6-Nitrochrysene (6-NC) is a potent mutagen in bacteria and carcinogenic in animals. It is the most potent carcinogen ever tested in newborn mouse assay. DNA lesions resulting from 6-NC modification are likely to induce mutations if they are not removed by cellular defense pathways prior to DNA replication. Earlier studies showed that 6-NC-derived C8−2'-deoxyadenosine adduct, N-(dA-8-yl)-6-AC, is very slowly repaired in human cells. In this study, we have investigated replication of N-(dA-8-yl)-6-AC in human embryonic kidney (HEK 293T) cells and the roles of translesion synthesis (TLS) DNA polymerases in bypassing it. Replication of a plasmid containing a single site-specific N-(dA-8-yl)-6-AC adduct in HEK 293 T cells showed that human DNA polymerase (hPol) η and hPol κ played important roles in bypassing the adduct, since TLS efficiency was reduced to 26 % in the absence of these two polymerases compared to 83 % in polymerase-competent HEK 293T cells. The progeny from HEK 293T cells provided 12.7 % mutants predominantly containing A→T transversions. Mutation frequency (MF) was increased to 17.8 % in hPol η-deficient cells, whereas it was decreased to 3.3 % and 3.9 % when the adduct containing plasmid was replicated in hPol κ- and hPol ζ-deficient cells, respectively. The greatest reduction in MF by more than 90 % (to MF 1.2 %) was observed in hPol ζ-knockout cells in which hPol κ was knocked down. Taken together, these results suggest that hPol κ and hPol ζ are involved in the error-prone TLS of N-(dA-8-yl)-6-AC, while hPol η performs error-free bypass.

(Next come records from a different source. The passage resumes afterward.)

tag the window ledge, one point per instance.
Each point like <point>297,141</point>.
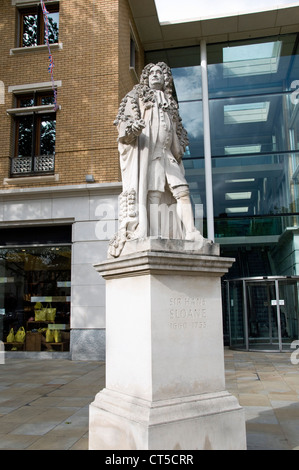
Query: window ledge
<point>41,48</point>
<point>31,179</point>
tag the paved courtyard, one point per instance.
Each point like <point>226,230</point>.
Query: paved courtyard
<point>44,403</point>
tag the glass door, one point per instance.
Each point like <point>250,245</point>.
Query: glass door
<point>263,313</point>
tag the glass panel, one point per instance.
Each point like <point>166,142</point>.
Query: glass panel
<point>249,190</point>
<point>53,27</point>
<point>25,133</point>
<point>25,101</point>
<point>237,330</point>
<point>262,316</point>
<point>47,135</point>
<point>29,29</point>
<point>289,314</point>
<point>31,278</point>
<point>252,66</point>
<point>252,125</point>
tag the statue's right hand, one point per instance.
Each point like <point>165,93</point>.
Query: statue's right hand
<point>138,126</point>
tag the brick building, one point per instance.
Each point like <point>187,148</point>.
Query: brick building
<point>59,171</point>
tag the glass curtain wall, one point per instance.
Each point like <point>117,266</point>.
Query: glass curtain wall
<point>254,135</point>
<point>253,102</point>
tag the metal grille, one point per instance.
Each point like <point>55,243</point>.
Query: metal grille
<point>44,163</point>
<point>21,165</point>
<point>38,164</point>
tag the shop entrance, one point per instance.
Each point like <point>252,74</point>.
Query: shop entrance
<point>263,312</point>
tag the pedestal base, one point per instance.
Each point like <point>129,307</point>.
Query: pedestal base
<point>165,382</point>
<point>211,421</point>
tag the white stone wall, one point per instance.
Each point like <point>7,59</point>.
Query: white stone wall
<point>92,211</point>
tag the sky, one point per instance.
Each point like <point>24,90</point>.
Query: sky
<point>178,10</point>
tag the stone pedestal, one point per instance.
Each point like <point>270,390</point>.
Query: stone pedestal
<point>165,381</point>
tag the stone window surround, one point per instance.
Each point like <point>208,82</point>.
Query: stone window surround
<point>31,88</point>
<point>39,48</point>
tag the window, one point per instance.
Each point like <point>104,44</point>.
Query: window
<point>36,273</point>
<point>32,27</point>
<point>35,134</point>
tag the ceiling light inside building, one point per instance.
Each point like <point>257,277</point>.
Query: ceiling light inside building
<point>246,113</point>
<point>236,196</point>
<point>234,210</point>
<point>237,149</point>
<point>251,59</point>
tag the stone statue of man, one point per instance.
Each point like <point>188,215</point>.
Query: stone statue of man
<point>151,143</point>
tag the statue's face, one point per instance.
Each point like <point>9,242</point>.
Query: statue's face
<point>156,78</point>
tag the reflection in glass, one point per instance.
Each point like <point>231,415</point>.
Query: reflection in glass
<point>25,134</point>
<point>28,274</point>
<point>53,27</point>
<point>47,136</point>
<point>30,30</point>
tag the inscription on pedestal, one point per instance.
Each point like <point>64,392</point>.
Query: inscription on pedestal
<point>187,312</point>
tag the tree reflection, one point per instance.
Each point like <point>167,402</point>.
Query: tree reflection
<point>31,27</point>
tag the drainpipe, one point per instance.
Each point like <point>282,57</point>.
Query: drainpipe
<point>207,141</point>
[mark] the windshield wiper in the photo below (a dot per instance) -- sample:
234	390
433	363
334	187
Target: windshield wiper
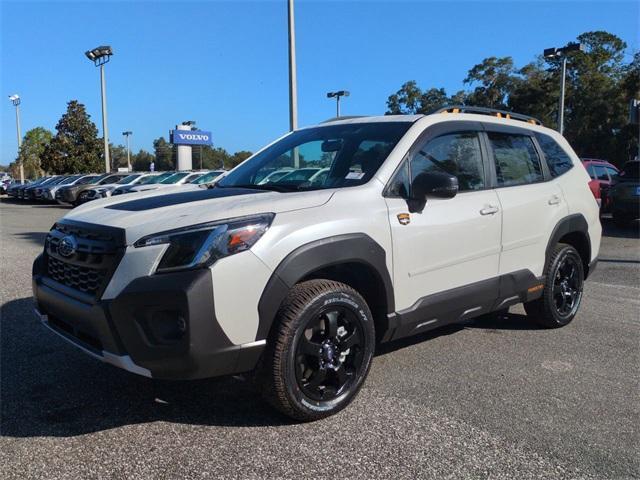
271	187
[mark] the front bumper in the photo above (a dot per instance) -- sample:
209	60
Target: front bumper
160	326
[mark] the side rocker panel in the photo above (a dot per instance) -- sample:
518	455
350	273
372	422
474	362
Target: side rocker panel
327	252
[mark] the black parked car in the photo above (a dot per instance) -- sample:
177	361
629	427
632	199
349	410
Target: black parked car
624	194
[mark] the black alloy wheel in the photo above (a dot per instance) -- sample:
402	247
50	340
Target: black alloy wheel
320	351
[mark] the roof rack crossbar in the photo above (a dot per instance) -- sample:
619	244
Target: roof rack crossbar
489	111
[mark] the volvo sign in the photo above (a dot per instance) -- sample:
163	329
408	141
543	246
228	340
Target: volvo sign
190	137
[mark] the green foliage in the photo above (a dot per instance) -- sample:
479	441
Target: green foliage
599	86
76	147
33	146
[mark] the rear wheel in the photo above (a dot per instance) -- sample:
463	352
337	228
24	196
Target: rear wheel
562	291
321	352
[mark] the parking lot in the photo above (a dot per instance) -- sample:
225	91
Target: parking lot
496	397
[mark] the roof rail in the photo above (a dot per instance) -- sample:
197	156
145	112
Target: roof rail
346	117
489	111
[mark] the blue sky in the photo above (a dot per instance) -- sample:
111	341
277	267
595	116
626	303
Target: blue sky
224	64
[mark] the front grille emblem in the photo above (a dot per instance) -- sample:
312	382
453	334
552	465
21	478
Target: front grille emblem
67	246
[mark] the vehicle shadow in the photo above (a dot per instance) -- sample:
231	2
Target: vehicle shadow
48	388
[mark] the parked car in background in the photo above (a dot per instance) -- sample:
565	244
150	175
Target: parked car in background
208	178
178	178
151	178
49	192
5	185
624	194
71	194
28	193
601	173
38	192
103	191
15	190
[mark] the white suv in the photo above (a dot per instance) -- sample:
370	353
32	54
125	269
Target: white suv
421	221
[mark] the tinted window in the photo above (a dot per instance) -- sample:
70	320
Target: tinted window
557	159
457	154
517	162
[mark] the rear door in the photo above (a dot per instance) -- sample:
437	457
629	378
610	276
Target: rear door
531	201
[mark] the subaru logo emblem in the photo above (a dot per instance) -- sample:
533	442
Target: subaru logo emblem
67	246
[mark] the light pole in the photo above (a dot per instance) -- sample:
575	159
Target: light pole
562	53
337	95
99	56
15	99
127	134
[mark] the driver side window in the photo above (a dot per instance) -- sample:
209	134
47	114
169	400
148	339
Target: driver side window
457	154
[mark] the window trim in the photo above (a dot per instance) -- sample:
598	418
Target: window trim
438	130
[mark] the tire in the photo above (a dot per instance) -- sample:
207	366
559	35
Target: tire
563	289
320	351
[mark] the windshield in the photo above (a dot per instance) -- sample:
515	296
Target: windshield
128	179
207	177
176	177
110	179
352	153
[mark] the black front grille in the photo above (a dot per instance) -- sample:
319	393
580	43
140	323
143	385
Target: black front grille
85	279
89	266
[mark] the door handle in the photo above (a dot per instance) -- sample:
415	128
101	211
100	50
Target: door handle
554	200
489	210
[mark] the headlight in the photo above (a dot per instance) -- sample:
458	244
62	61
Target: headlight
201	245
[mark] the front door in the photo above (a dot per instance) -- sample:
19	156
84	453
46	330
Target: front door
453	242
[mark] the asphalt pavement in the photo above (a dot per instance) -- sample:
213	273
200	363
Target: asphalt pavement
496	397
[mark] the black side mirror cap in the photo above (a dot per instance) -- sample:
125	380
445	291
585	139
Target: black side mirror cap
434	185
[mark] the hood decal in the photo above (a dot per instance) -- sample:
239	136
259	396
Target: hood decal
159	201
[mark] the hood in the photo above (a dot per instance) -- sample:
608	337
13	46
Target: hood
156	211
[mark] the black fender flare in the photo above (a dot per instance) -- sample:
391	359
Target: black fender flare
326	252
570	224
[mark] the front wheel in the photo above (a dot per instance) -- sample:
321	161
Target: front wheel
562	290
320	354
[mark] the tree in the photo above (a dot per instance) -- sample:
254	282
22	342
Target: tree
494	79
76	147
599	87
410	99
33	146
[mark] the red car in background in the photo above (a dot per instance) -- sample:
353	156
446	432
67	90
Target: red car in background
601	173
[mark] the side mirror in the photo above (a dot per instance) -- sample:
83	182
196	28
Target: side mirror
431	184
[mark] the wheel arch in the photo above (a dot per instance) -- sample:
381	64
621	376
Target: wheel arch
354	259
572	230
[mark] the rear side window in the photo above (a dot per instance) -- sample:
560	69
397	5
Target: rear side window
517	161
557	159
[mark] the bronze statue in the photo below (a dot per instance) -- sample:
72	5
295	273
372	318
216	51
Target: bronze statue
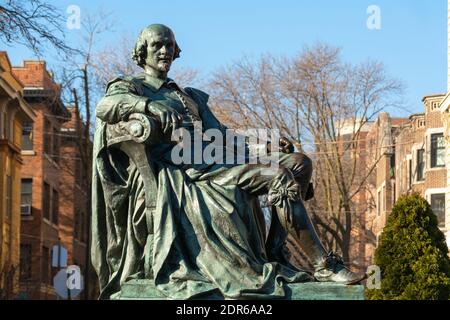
194	229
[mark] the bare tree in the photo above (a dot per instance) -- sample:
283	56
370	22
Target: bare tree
323	105
115	60
33	23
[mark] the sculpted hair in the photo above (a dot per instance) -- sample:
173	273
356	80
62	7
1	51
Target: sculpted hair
140	49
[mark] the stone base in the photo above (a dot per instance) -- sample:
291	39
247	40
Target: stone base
145	290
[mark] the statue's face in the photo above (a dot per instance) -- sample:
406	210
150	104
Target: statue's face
160	49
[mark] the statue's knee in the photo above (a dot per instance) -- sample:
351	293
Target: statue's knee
302	165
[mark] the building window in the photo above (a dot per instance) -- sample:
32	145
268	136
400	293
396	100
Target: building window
437	150
46	201
438	207
47	137
26	195
55	206
420	164
55	152
410	176
27	136
8	197
25	262
380	201
45	270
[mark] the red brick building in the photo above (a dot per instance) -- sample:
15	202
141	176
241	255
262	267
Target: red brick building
50	190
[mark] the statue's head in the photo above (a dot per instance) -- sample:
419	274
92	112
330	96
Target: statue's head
156	48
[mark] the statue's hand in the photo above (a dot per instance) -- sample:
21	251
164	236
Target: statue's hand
286	145
169	117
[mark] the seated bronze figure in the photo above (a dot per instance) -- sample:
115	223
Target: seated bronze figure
195	229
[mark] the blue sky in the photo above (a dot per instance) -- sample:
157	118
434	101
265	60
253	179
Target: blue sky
412	42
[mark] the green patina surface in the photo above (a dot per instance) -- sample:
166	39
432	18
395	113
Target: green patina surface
145	290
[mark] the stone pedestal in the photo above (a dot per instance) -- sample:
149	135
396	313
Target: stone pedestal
145	290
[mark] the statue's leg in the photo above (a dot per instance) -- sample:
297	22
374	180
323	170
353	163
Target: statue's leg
294	219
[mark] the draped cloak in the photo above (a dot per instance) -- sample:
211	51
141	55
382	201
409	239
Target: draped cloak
207	238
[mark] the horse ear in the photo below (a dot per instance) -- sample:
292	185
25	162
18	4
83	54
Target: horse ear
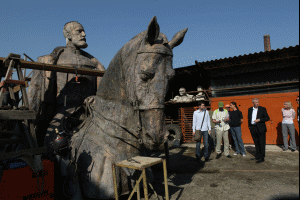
178	38
153	31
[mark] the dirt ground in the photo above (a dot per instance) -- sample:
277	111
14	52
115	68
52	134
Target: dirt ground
225	178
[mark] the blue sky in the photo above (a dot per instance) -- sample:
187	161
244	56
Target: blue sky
217	28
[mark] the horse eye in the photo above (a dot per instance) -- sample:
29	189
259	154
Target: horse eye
146	75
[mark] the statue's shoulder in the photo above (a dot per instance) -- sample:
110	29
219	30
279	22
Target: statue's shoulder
52	57
99	65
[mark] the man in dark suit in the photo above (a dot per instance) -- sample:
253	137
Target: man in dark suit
257	116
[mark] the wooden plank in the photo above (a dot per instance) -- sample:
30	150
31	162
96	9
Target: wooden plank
139	162
12	81
17	114
23	88
9	141
35	151
57	68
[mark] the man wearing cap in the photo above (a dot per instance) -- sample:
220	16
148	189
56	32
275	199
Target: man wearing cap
231	143
221	118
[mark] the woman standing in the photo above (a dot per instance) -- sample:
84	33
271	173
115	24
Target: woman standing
236	119
288	114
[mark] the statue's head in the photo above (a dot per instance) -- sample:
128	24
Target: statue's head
182	91
75	35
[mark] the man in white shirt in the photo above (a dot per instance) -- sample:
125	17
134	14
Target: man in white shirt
202	123
257	116
221	118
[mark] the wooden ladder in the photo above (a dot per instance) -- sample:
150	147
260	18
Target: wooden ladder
23	116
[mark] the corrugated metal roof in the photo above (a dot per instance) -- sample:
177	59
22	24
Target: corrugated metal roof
262	55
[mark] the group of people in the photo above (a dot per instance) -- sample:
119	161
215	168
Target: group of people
215	125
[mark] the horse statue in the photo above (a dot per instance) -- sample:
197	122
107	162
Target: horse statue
126	114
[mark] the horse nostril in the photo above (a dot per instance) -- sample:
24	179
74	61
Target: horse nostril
149	137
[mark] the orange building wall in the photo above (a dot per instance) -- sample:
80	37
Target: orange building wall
273	103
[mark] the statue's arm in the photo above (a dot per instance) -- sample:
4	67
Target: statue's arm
99	66
35	87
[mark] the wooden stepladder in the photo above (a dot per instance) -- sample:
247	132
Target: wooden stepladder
22	114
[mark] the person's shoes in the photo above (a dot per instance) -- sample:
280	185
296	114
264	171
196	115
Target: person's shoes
260	161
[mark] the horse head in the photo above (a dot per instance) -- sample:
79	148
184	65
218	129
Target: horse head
137	81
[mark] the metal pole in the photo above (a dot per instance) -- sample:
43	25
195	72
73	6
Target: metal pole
166	179
145	184
115	182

6-Nitrochrysene (6-NC) 是一种有效的细菌诱变剂和动物致癌物。它是有史以来在新生小鼠试验中测试过的最强致癌物。如果 6-NC 修饰导致的 DNA 损伤没有在 DNA 复制之前通过细胞防御途径去除，则可能会诱发突变。早期的研究表明，6-NC 衍生的 C8-2'-脱氧腺苷加合物N -(dA-8-yl)-6-AC 在人体细胞中修复非常缓慢。在这项研究中，我们研究了N- (dA-8-yl)-6-AC 在人胚胎肾 (HEK 293T) 细胞中的复制以及跨损伤合成 (TLS) DNA 聚合酶在绕过它中的作用。包含单个位点特异性N的质粒的复制HEK 293 T 细胞中的 -(dA-8-yl)-6-AC 加合物表明人类 DNA 聚合酶 (hPol) η 和 hPol κ 在绕过加合物方面发挥了重要作用，因为在没有相比之下，这两种聚合酶在具有聚合酶活性的 HEK 293T 细胞中为 83%。HEK 293T 细胞的后代提供了 12.7% 的突变体，主要包含 A→T 颠换。在 hPol η 缺陷细胞中，突变频率 (MF) 增加到 17.8%，而当含有质粒的加合物在 hPol κ- 和 hPol ζ 缺陷细胞中复制时，它分别降低到 3.3% 和 3.9%。在 hPol κ 敲除的细胞中观察到 MF 的最大减少超过 90%（至 MF 1.2%），其中 hPol κ 被击倒。综上所述，这些结果表明 hPol κ 和 hPol ζ 参与了容易出错的 TLSN -(dA-8-yl)-6-AC，而 hPol η 执行无错误旁路。